Por meio de nota à imprensa, o empresário bolsonarista afirmou que a decisão está destoada da realidade.

“A condenação proferida em primeira instância causa profunda perplexidade, pois está completamente destoada da realidade dos fatos e das provas constantes nos autos.A decisão ignora, de forma injustificável, todos os documentos apresentados pela defesa, que comprovam a atividade lícita desenvolvida ao longo dos anos, incluindo notas fiscais de venda legal de minérios, declarações de imposto de renda, licenças ambientais e autorizações expedidas pelos órgãos competentes, como a Agência Nacional de Mineração (ANM)”, diz a nota.
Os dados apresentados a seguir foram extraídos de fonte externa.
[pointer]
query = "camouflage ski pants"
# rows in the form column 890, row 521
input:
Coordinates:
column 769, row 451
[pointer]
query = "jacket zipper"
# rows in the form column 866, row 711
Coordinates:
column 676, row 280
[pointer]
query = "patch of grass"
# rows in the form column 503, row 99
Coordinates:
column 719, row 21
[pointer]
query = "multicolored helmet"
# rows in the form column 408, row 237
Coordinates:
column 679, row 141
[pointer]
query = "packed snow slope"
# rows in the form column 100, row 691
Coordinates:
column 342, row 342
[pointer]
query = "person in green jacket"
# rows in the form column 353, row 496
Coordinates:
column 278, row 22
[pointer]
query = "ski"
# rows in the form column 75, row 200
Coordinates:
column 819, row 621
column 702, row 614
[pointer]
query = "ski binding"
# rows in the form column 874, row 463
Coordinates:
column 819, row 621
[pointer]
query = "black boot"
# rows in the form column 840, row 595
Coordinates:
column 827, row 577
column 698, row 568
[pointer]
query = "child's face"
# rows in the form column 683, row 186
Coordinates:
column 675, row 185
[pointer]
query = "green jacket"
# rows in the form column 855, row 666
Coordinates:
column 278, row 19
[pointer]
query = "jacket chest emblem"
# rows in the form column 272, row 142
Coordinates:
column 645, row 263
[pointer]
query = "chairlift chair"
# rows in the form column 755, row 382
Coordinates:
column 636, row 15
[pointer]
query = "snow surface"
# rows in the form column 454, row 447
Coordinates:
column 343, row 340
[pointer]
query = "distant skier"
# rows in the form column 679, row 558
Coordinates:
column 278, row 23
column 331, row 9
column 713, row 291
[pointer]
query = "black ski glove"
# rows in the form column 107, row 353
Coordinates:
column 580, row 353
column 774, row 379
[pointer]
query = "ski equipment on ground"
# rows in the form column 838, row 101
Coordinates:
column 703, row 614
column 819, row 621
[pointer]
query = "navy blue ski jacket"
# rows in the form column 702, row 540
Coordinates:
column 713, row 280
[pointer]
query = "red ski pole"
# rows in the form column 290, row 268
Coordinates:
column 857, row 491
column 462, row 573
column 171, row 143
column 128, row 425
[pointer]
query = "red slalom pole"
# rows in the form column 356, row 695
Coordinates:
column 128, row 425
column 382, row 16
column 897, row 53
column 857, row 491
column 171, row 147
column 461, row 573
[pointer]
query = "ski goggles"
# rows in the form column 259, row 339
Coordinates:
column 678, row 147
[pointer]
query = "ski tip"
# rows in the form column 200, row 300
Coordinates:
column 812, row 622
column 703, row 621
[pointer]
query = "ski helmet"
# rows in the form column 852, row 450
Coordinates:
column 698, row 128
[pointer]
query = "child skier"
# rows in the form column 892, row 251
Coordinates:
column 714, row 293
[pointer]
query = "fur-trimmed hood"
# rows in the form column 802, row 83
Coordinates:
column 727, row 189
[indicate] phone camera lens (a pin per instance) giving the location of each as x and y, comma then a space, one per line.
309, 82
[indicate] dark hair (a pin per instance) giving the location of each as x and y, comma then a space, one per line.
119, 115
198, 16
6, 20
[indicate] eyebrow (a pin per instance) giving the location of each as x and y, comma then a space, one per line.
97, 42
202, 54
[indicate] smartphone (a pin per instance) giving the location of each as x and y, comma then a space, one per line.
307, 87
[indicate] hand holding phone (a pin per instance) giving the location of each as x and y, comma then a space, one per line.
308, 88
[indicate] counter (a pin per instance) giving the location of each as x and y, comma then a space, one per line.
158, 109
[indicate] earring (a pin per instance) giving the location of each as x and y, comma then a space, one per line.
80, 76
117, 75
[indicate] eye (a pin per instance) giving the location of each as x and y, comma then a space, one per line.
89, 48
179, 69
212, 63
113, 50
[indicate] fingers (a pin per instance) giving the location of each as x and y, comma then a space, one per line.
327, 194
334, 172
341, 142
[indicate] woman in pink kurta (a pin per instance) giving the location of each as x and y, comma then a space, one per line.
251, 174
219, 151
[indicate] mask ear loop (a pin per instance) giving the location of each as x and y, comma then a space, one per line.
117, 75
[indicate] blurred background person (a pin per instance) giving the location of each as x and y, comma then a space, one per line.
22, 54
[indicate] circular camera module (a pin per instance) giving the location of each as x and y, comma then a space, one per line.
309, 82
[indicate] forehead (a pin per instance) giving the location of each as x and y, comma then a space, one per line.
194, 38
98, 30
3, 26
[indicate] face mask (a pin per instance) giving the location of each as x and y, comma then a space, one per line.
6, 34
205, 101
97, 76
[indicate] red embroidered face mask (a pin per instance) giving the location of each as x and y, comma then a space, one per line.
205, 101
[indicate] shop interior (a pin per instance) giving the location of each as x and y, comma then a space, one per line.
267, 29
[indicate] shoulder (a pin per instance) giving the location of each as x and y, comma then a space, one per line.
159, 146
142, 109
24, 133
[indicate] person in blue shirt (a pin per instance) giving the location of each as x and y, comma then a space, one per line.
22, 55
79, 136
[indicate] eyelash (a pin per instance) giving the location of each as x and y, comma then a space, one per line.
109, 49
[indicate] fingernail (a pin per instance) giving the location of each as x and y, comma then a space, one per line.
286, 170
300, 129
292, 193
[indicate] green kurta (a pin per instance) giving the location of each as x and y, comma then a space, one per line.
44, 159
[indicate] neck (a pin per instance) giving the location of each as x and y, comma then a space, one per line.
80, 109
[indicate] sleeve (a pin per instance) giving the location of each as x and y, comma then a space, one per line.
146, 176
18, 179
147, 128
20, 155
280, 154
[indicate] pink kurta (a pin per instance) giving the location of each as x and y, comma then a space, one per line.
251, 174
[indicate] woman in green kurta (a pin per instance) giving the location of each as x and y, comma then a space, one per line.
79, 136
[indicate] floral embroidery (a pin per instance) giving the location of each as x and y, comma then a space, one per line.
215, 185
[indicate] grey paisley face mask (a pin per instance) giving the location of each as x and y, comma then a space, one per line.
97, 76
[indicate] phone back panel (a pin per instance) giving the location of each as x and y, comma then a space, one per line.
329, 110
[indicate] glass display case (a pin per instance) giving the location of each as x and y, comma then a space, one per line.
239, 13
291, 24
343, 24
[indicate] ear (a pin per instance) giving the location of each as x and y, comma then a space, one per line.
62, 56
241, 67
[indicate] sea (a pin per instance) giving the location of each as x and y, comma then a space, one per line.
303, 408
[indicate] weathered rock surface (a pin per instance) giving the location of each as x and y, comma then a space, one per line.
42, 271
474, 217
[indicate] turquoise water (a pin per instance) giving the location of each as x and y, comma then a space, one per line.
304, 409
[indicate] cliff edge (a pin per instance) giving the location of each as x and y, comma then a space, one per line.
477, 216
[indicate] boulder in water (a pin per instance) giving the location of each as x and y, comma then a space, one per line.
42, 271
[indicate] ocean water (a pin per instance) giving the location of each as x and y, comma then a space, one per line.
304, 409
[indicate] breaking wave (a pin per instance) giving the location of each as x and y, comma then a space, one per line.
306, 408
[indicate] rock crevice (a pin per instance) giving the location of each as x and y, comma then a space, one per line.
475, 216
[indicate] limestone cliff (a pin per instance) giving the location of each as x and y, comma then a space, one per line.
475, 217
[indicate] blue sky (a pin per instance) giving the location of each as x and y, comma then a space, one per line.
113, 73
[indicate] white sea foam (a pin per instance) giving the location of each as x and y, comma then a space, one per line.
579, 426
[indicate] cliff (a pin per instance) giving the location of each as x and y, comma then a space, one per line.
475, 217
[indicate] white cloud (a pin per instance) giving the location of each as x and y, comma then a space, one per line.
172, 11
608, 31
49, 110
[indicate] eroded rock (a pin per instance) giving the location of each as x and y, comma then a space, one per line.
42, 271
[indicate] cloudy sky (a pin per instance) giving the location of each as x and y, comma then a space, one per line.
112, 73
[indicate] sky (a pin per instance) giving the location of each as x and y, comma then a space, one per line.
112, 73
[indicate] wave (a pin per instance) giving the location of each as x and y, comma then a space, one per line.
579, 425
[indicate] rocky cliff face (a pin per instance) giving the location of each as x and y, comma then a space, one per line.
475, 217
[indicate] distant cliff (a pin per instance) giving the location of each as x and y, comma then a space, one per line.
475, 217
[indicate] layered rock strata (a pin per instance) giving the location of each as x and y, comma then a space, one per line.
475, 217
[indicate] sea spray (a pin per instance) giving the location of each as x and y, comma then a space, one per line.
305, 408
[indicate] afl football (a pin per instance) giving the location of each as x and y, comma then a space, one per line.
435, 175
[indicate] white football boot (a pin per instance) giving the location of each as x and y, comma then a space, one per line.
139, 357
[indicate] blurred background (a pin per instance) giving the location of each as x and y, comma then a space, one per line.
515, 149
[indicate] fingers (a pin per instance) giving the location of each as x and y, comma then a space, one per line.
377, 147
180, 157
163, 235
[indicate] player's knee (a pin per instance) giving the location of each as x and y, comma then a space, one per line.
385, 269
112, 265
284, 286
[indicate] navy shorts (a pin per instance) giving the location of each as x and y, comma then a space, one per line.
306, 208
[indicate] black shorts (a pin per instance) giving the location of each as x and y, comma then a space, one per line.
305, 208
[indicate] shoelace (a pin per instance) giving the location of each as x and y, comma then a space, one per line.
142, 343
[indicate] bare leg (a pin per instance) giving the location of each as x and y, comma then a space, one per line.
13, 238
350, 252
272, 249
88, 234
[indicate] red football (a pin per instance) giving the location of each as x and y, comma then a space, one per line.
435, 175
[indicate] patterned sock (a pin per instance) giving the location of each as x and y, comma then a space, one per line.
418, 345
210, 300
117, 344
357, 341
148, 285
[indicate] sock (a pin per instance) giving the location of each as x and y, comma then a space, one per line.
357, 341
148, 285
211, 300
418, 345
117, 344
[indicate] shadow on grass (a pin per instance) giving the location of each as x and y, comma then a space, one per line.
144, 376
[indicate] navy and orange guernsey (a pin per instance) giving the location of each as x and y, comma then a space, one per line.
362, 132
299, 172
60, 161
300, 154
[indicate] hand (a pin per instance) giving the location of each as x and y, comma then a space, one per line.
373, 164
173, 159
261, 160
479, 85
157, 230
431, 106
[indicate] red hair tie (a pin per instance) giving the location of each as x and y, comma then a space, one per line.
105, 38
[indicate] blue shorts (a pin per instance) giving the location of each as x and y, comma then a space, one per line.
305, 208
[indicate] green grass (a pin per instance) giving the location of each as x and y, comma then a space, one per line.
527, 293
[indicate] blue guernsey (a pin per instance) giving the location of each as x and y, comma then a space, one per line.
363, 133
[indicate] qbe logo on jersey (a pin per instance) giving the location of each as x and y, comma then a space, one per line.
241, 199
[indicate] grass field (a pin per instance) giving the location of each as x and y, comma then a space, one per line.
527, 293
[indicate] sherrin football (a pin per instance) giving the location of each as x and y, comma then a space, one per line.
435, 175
Participação dos demais condenados 

De acordo com a sentença, Celso Rodrigo de Mello, filho de Cataratas, atuava como o “braço direito” do pai, sendo responsável pela gestão de pagamentos e pela articulação com pilotos envolvidos no esquema dentro da Terra Indígena Yanomami. Ele foi condenado a 8 anos e 8 meses de prisão, também em regime inicialmente fechado, pelos crimes de usurpação de bens da União, extração ilegal de recursos minerais, organização criminosa e lavagem de dinheiro.

A Justiça apontou que Brunna Martins de Mello, irmã de Cataratas, era responsável pela movimentação financeira da organização, realizando saques, transferências e oferecendo apoio logístico ao transporte de cassiterita. Ela foi condenada a 8 anos e 8 meses de prisão, em regime fechado, além do pagamento de indenização por danos à coletividade no valor de R$ 248.006,80. A condenação inclui os crimes de transporte e comercialização de minérios sem autorização, organização criminosa e lavagem de dinheiro.

Segundo o magistrado, Brunna “atuava na parte financeira da organização criminosa, cumprindo ordens de Rodrigo, organizando grupos de mensagens relacionados ao garimpo ilegal e realizando diversas transações financeiras”.

Leonardo Kassio Arno foi apontado como “testa de ferro” do grupo, emprestando seu nome para ocultar a propriedade de aeronaves e administrar balsas utilizadas na extração mineral ilegal. Ele foi condenado a 8 anos e 8 meses de reclusão, em regime inicialmente fechado, e ao pagamento de indenização de R$ 1.112.500,00, pelos crimes de usurpação de bens da União, extração ilegal de recursos minerais, organização criminosa e lavagem de dinheiro.

Na sentença, o juiz destacou que Leonardo “emprestou voluntariamente seu nome para viabilizar operações da organização criminosa, sendo sua atuação decisiva para o sucesso do empreendimento ilícito”.

Atuação do grupo

Na avaliação geral do Judiciário, todos os condenados tinham plena ciência da ilegalidade das atividades desenvolvidas. Conforme a decisão, a organização fornecia infraestrutura a outros grupos de garimpo ilegal, além de promover diretamente a exploração, extração, transporte e comercialização de minérios retirados da Terra Indígena Yanomami.

A Terra Indígena Yanomami é o maior território indígena do Brasil, com quase 10 milhões de hectares, onde vivem atualmente mais de 33 mil indígenas. A região está há cerca de três anos sob emergência humanitária, em razão dos impactos do garimpo ilegal sobre a saúde, o modo de vida e a segurança das comunidades indígenas.